What Students Build:
- KV-cache for transformers
- Dynamic batching
- Mixed precision training
- Model ensemble techniques
- All optimizations combined!
Competition Elements:
- Leaderboard: Real-time ranking
- Metrics: Accuracy, speed, model size
- Constraints: Max 10MB model, <100ms inference
- Tasks: CIFAR-10, MNIST, TinyGPT generation
Systems Concepts:
- KV-cache memory management
- Batch size vs latency tradeoffs
- Optimization stacking
- Production deployment considerations
🏆 GRAND FINALE:
- Students submit optimized models
- Automatic evaluation on hidden test set
- Leaderboard shows:
- Accuracy scores
- Inference time
- Model size
- Memory usage
- Winners announced for:
- Best accuracy
- Fastest inference
- Smallest model
- Best accuracy/size ratio
🎯 Why This Structure Works
Progressive Unlocking
- Modules 1-5: Build foundation → Unlock inference (immediate gratification)

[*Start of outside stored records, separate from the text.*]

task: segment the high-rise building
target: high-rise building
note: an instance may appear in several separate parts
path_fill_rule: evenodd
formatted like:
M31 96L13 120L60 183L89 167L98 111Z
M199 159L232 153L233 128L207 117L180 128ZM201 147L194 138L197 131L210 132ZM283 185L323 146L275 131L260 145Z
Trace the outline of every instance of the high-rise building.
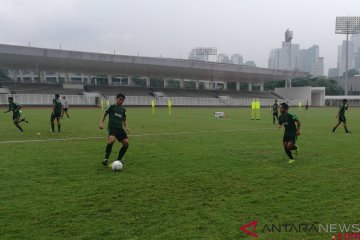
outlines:
M348 70L355 68L354 41L349 41ZM346 71L346 40L338 47L338 69L339 76L343 76Z
M256 67L256 63L254 61L247 61L245 63L245 65L249 66L249 67Z
M360 34L351 36L351 41L354 42L354 68L360 70Z
M229 56L224 54L224 53L220 53L219 55L217 55L217 62L219 62L219 63L231 63Z
M317 45L308 49L300 49L298 44L290 46L289 43L283 42L282 48L270 51L268 67L279 70L297 69L314 76L322 76L324 75L324 58L319 57L319 46Z
M310 75L313 76L324 76L324 58L318 57L316 62L314 62L311 66Z
M231 63L241 65L244 63L244 58L240 54L233 54L231 56Z
M328 77L336 78L339 76L339 69L337 68L329 68Z
M194 48L189 53L189 60L208 62L209 57L208 55L198 55L196 49Z

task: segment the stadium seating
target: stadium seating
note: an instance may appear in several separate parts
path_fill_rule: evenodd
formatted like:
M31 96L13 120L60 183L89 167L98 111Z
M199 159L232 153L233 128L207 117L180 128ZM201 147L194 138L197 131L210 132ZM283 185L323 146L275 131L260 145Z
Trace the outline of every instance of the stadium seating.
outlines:
M5 82L1 87L10 89L12 94L60 94L81 95L81 89L63 88L61 84Z
M217 98L217 94L211 90L180 89L180 88L159 88L153 89L154 93L162 93L162 97L198 97ZM159 94L154 94L159 96Z
M55 94L82 95L82 89L63 88L61 84L4 82L0 87L8 88L12 94ZM221 99L279 99L280 96L271 92L235 91L235 90L197 90L180 88L144 88L128 86L84 86L85 92L96 92L103 96L114 96L123 93L125 96L155 96L155 97L192 97Z
M87 92L98 92L103 96L114 96L123 93L125 96L150 96L152 91L149 88L141 87L120 87L120 86L85 86Z
M261 98L261 99L278 99L271 92L257 92L257 91L217 91L218 96L227 96L230 98Z

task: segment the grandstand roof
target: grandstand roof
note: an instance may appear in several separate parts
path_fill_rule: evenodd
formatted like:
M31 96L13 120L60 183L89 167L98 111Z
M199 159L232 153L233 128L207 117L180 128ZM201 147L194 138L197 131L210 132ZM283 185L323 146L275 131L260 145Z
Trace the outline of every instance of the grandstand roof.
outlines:
M229 82L269 82L306 76L245 65L125 56L0 44L0 67Z

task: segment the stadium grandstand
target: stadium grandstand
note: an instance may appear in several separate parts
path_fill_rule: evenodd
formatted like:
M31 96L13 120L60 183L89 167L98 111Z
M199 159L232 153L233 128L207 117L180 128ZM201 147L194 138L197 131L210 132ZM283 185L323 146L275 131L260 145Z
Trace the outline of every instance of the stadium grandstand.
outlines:
M245 65L4 44L0 44L0 67L10 77L0 85L1 103L12 95L31 105L50 104L55 93L66 95L72 105L97 105L119 92L127 96L127 105L136 106L153 100L167 105L168 99L179 106L248 106L254 98L270 105L283 97L265 91L266 82L307 75ZM230 83L235 89L228 88Z

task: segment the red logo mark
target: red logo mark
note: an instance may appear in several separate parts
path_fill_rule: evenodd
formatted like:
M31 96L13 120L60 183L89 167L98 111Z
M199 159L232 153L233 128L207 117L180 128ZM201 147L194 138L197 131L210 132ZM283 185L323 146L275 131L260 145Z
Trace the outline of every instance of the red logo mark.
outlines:
M249 234L250 236L253 236L253 237L259 237L256 233L254 233L256 231L256 226L257 226L257 223L258 221L255 220L255 221L252 221L251 223L248 223L242 227L240 227L240 230L246 234ZM250 232L249 230L247 230L249 227L253 226L254 227L254 230L253 232Z

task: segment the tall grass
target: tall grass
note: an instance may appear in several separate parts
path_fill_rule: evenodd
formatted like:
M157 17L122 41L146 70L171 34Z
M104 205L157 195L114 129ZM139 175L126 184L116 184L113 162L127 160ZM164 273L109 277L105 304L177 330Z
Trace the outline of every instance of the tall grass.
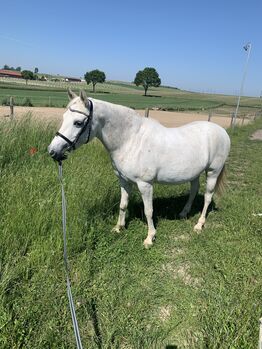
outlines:
M229 188L207 226L177 218L187 186L155 186L158 237L144 250L135 191L128 226L116 223L119 186L100 143L64 163L68 253L84 348L256 347L261 316L261 143L237 129ZM0 124L0 347L75 348L62 255L57 165L46 148L54 125L30 118ZM37 151L36 151L37 150ZM261 173L261 172L260 172ZM201 189L203 192L204 181Z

- Modules 6-10: Add training → Unlock CNN training (real achievement)
- Modules 11-14: Add language → Unlock TinyGPT (wow factor)

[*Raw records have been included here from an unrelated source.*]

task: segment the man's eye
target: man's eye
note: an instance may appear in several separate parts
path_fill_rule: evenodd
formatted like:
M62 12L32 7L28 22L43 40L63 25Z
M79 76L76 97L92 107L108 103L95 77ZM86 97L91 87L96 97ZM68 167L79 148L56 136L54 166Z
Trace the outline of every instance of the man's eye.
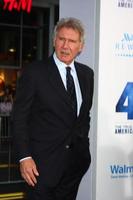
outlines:
M59 38L59 40L61 40L61 41L65 41L65 39L64 39L64 38Z
M69 40L69 42L71 42L71 43L76 43L76 41L75 41L75 40Z

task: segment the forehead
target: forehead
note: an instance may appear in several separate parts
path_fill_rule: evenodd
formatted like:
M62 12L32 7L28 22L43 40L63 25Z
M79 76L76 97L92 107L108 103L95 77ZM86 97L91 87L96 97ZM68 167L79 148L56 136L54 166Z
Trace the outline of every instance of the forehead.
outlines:
M80 38L80 33L77 29L69 28L69 27L62 27L57 32L58 36L65 36L65 37L75 37Z

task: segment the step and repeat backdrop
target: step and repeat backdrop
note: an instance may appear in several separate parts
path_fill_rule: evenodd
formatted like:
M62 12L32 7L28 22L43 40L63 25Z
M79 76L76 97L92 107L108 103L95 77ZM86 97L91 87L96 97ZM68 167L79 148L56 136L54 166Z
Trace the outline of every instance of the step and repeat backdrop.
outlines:
M96 200L133 200L133 0L101 0Z

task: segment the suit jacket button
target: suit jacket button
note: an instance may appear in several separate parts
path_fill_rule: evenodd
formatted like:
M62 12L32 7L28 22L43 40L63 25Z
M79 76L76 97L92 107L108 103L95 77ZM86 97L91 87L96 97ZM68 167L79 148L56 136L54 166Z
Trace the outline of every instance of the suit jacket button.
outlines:
M67 145L65 146L65 148L66 148L66 149L69 149L69 148L70 148L70 146L67 144Z

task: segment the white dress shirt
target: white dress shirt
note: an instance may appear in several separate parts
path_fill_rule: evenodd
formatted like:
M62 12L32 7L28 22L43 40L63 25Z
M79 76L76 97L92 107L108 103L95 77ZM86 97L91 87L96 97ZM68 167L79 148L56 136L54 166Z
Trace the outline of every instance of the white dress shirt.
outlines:
M55 61L56 65L57 65L57 68L59 70L63 84L64 84L65 88L67 89L67 86L66 86L66 67L68 65L61 62L57 58L55 53L54 53L53 57L54 57L54 61ZM77 72L76 72L76 69L75 69L75 66L74 66L74 61L71 64L69 64L69 67L71 67L71 75L73 76L73 79L74 79L74 85L75 85L75 90L76 90L76 98L77 98L77 116L78 116L79 112L80 112L80 107L81 107L81 104L82 104L82 95L81 95L81 90L80 90Z

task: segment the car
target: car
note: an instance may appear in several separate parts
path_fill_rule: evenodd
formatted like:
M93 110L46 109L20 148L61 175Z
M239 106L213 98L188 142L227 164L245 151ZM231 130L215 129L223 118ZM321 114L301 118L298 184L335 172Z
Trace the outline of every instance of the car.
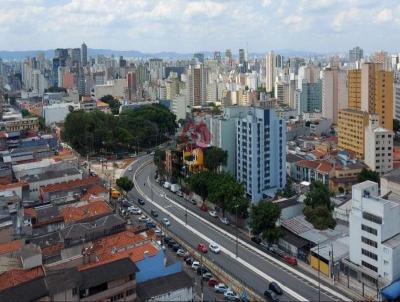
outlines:
M209 211L208 214L210 214L211 217L218 218L217 212L215 211Z
M194 262L194 259L192 257L188 257L188 258L186 258L185 262L187 265L191 266Z
M178 192L176 192L176 195L179 196L179 197L182 197L183 193L182 193L182 191L178 191Z
M218 279L216 279L216 278L210 278L209 280L208 280L208 286L215 286L215 285L217 285L219 283L219 281L218 281Z
M254 243L260 244L262 240L258 236L252 236L251 241L253 241Z
M213 252L215 254L219 254L219 252L221 251L220 247L215 243L210 243L209 249L211 252Z
M239 296L235 292L233 292L231 290L227 290L224 293L224 299L225 300L229 300L229 301L239 301L240 300Z
M205 280L205 281L208 281L208 280L210 280L210 279L212 278L212 274L211 274L210 272L205 272L205 273L201 276L201 278L202 278L203 280Z
M162 219L162 221L163 221L163 223L165 224L165 226L170 226L170 225L171 225L171 222L169 222L168 218L166 218L166 217L164 217L164 218Z
M278 296L270 289L264 291L264 297L271 300L272 302L279 302Z
M149 229L155 229L157 227L156 224L153 221L147 221L146 226Z
M144 202L144 200L143 199L138 199L138 204L140 204L141 206L144 206L145 205L145 202Z
M176 253L178 250L180 250L181 249L181 246L178 244L178 243L175 243L173 246L172 246L172 250Z
M170 242L171 240L173 240L170 236L165 236L164 237L164 243L168 243L168 242Z
M197 250L203 254L207 253L207 246L204 243L199 243L197 245Z
M171 184L168 181L166 181L164 182L163 187L169 189L171 187Z
M224 294L228 290L228 287L223 283L218 283L214 286L214 290L216 293Z
M220 220L223 224L229 225L229 220L228 220L228 218L222 217L222 218L220 218L219 220Z
M142 214L142 210L139 209L139 208L135 208L135 207L129 207L128 208L128 212L133 214L133 215L141 215Z
M149 220L150 220L149 217L147 217L146 215L142 215L139 217L139 221L141 222L147 222Z
M282 258L287 264L290 264L292 266L297 265L297 259L295 257L284 255Z
M158 213L157 213L157 211L156 210L151 210L151 216L153 216L153 217L158 217Z
M199 261L193 261L192 269L193 270L197 270L198 267L200 267L200 262Z
M275 292L278 295L282 295L283 294L283 290L282 288L279 286L278 283L272 281L269 285L268 285L268 289L272 290L273 292Z
M208 207L207 207L207 205L206 205L204 202L201 204L201 206L200 206L199 208L200 208L200 210L202 210L203 212L207 212L207 211L208 211Z
M156 228L154 230L154 234L156 234L157 236L160 236L160 237L162 237L164 235L163 231L161 231L159 228Z
M186 251L185 251L184 249L179 249L179 250L176 251L176 254L177 254L179 257L183 257L183 256L186 255Z
M128 171L129 171L129 172L133 171L133 168L132 168L132 167L129 167L129 168L128 168Z
M199 266L196 270L197 275L203 275L205 273L208 273L208 269L206 269L204 266Z
M165 245L163 245L162 242L161 242L160 240L157 241L157 244L158 244L159 246L161 246L161 248L162 248L163 250L166 250L166 249L167 249L167 248L165 247Z
M186 254L183 256L183 260L186 261L186 259L191 258L192 256L189 254L189 252L186 252Z
M176 244L176 241L174 239L171 239L170 241L168 241L167 245L168 247L173 247Z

- Modules 15-17: Optimize everything → Competition (epic finale)
Universal Optimizations (Modules 15-17)
- Not architecture-specific
- Work on MLPs, CNNs, and Transformers
- Real production techniques
- Measurable improvements
Competition as Culmination
- Uses EVERYTHING students built
- Competitive element drives engagement
- Multiple winning categories (not just accuracy)
- Shows real ML engineering tradeoffs
- Students optimize their own code!
High Note Ending
- Module 15: "Make it fast!" (kernels)
- Module 16: "Make it small!" (compression)

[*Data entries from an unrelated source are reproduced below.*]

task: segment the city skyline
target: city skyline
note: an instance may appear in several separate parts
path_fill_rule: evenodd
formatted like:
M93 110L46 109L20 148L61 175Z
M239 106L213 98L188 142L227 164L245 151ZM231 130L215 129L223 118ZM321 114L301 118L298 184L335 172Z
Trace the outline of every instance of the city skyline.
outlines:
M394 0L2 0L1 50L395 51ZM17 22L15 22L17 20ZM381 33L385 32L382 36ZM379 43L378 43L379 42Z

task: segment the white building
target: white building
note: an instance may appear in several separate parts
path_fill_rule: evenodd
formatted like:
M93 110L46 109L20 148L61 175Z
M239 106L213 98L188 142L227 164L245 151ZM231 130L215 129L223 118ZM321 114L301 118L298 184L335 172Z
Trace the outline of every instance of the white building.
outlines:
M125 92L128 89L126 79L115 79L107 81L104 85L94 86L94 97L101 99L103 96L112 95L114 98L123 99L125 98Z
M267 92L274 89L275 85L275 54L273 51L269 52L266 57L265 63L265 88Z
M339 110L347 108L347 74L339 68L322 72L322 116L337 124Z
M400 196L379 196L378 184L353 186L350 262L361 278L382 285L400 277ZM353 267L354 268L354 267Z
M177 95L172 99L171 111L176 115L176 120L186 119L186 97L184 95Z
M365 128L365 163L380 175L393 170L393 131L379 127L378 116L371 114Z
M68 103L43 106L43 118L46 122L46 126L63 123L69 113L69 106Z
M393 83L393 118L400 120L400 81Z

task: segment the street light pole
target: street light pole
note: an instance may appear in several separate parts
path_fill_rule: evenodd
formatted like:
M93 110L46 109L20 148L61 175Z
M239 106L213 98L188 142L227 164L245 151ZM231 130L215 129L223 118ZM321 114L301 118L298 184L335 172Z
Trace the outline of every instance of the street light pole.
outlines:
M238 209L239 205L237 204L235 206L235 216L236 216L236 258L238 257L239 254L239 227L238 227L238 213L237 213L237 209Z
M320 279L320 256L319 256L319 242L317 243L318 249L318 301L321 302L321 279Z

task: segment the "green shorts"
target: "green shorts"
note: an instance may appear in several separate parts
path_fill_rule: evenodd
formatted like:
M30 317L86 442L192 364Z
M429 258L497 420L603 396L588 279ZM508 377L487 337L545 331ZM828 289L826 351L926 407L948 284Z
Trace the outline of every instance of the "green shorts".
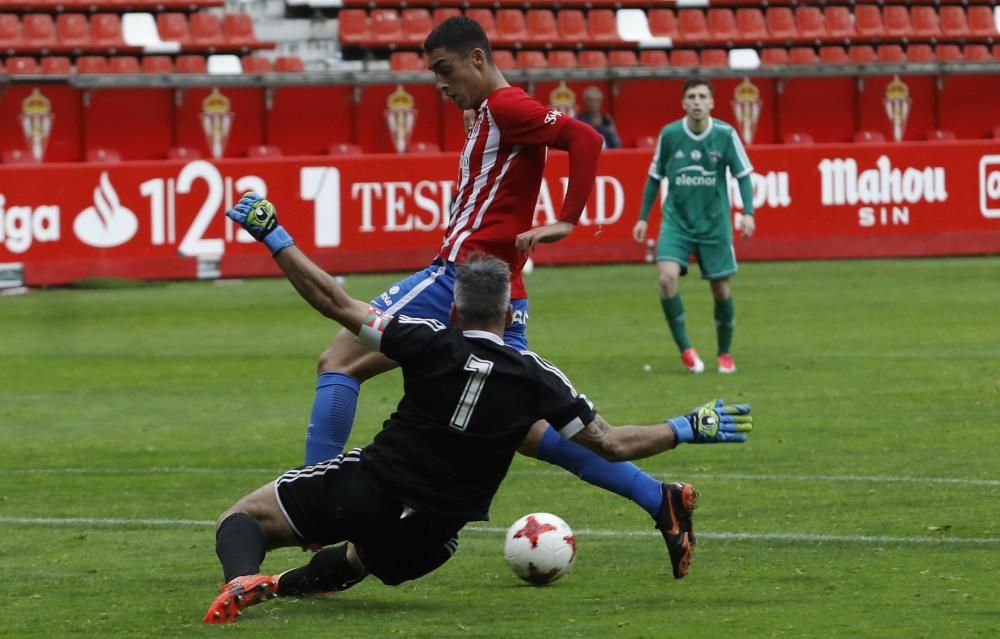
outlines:
M736 251L733 243L725 240L704 242L693 240L666 224L660 226L660 237L656 242L657 262L677 262L681 265L681 275L688 270L688 257L694 255L701 269L701 279L722 280L730 277L736 268Z

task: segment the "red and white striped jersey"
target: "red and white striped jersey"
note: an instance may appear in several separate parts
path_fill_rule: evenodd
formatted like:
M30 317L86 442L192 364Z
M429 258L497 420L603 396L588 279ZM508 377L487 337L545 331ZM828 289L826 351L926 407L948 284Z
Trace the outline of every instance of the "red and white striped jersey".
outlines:
M546 147L566 116L516 87L483 101L459 161L458 188L438 257L452 262L482 251L510 264L511 298L527 297L514 247L531 228L545 168Z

- Module 17: "Make it production-ready!" (competition)
- Final message: "You built a complete ML framework and optimized it for production!"
📊 Module Complexity Progression
Complexity: ▁▂▃▄▄▅▅▆▆▇▇███████
Modules: 1 2 3 4 5 6 7 8 9 10 11 12 13 14 15 16 17
└─Found.─┘└Training┘└─Language─┘└Systems┘
Unlocks: ↑ ↑ ↑ ↑
Inference CNN TinyGPT Competition
🏁 Student Journey Summary
Week 1-2: Foundation (Modules 1-5)
- "I built tensors and layers!"
- "I can run pretrained models!"
Week 3-4: Training (Modules 6-10)
- "I built autograd from scratch!"
- "I trained a CNN to 75% accuracy!"
Week 5-6: Language (Modules 11-14)
- "I built attention mechanisms!"
- "I have a working GPT!"
Week 7: Systems (Modules 15-17)
- "I optimized everything!"
- "I'm on the leaderboard!"
- "I built a complete, optimized ML framework!"
Final Achievement: "I didn't just learn ML algorithms - I built the entire infrastructure, optimized it for production, and competed against my peers. I understand ML systems engineering!"